Boards that operate along factional lines with mutually exclusive agendas. This characteristic sounds the death knell of boards.

Board members should set up governance practices and recruitment practices that encourage debate and discourage politics. Board members who are overtly political should have this characteristic and its impact made known to them by the chairman and should be actively discouraged from acting this way. The performance of individual board members and their ability to act in the organisation’s interests should be measured and rated externally where possible.

Indiscretion

Board members share confidential information without authorisation. It is highly unethical and sometimes illegal for board members to divulge the contents of board meetings to outsiders without express permission of the board as a whole.

The chairman and other officers such a deputy chairman and secretary have no special rights to disclose information without agreement.

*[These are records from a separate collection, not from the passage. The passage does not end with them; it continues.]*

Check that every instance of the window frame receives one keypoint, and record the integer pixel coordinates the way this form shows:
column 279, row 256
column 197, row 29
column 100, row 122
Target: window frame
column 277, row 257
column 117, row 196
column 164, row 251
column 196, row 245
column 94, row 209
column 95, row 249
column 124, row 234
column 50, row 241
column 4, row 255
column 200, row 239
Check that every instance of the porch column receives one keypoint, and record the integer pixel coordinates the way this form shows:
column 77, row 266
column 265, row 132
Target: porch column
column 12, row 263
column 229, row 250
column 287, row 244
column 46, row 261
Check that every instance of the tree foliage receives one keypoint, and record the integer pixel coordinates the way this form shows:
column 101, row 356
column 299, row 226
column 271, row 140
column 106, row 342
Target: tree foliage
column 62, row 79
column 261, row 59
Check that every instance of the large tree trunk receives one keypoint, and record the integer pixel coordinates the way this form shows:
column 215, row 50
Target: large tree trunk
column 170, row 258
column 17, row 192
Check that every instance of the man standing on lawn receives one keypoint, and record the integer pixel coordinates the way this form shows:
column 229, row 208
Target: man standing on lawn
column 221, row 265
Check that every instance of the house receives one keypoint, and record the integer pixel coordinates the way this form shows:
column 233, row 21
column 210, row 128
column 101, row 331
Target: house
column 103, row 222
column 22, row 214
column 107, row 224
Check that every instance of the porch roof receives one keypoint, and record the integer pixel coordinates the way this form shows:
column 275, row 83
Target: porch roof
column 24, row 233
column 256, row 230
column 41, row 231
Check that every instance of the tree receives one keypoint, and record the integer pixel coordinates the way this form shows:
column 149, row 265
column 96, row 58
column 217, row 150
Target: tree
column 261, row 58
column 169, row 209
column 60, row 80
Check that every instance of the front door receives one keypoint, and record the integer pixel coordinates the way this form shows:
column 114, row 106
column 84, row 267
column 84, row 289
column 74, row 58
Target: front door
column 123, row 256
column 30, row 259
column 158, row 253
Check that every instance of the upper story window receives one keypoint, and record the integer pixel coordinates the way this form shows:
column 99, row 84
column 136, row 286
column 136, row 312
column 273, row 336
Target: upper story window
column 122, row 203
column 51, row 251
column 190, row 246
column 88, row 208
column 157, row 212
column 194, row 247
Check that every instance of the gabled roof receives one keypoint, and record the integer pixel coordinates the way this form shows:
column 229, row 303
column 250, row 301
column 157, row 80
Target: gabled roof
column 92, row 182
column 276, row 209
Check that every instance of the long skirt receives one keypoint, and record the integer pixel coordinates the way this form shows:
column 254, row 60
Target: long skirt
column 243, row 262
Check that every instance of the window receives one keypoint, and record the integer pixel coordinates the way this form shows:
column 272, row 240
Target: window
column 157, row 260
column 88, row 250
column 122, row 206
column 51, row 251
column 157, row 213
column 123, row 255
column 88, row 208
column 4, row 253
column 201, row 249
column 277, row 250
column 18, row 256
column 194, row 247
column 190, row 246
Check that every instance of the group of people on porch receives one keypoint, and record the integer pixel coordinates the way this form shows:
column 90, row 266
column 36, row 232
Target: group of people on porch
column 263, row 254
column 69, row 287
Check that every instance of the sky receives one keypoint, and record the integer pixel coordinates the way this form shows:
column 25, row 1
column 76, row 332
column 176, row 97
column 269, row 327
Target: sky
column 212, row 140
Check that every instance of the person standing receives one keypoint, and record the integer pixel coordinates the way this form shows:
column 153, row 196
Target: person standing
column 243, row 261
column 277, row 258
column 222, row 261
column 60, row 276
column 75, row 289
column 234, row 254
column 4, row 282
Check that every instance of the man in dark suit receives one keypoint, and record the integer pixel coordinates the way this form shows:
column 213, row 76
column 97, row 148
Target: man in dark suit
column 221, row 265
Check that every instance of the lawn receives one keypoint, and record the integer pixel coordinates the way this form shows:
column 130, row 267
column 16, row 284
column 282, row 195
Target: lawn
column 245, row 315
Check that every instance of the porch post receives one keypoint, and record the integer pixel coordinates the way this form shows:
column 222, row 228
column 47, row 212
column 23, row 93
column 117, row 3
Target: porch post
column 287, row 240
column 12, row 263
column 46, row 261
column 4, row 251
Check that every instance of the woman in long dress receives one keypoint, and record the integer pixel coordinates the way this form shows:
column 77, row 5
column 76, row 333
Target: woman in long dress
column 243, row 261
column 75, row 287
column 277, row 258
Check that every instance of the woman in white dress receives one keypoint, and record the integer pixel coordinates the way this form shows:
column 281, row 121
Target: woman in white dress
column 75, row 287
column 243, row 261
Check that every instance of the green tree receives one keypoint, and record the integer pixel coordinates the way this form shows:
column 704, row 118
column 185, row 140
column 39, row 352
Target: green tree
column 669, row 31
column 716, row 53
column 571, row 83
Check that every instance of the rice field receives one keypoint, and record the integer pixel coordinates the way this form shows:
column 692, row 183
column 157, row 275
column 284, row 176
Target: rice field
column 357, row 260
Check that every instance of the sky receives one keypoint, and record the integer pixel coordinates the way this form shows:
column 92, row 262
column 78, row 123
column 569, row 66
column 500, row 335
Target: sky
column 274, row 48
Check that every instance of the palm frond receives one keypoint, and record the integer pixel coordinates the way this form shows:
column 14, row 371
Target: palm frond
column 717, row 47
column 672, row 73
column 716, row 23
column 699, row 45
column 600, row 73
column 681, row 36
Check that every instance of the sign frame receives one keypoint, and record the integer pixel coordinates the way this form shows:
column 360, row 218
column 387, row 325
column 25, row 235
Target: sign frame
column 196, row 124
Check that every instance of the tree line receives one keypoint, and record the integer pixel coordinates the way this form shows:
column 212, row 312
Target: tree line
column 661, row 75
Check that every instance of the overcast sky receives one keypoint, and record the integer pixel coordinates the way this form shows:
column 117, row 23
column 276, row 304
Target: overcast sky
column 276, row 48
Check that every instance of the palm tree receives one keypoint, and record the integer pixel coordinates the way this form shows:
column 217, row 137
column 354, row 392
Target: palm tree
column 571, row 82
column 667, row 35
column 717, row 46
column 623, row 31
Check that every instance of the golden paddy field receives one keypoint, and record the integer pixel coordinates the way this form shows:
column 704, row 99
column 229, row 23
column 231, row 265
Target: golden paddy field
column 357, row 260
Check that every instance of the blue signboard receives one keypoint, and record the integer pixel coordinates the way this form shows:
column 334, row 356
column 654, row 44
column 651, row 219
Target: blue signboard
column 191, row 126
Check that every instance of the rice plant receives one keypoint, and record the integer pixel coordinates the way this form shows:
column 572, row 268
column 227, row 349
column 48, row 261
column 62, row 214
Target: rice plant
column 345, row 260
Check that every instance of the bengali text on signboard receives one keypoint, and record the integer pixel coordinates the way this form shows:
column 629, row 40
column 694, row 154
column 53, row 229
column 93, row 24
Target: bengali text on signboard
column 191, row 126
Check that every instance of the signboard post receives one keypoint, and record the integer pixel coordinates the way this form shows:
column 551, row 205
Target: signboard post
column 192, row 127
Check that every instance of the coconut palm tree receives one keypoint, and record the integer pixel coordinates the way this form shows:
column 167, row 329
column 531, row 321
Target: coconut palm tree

The board should appoint a spokesman, usually the chairman but in circumstances including but not limited to crisis communication, the spokesman may be someone with specific communication skills and operational knowledge. The spokesperson should be made aware of what they can and cannot divulge. Board members who repeatedly commit indiscretions should be disciplined.

Disruption

Board members try to make points in the meeting by embarrassing the board chair or other member by asking a surprise question that cannot be answered quickly. The intent isn’t to gain information, only to embarrass.

A primary task of a board is to make decisions, based on information they acquire through reading, presentations and asking questions. Board members need to feel comfortable in making a decision, and it is important that any question that needs answering be asked prior to voting. The more contentious the issue, the more it behoves the member asking the question to table the question well beforehand, possibly in the previous board meeting.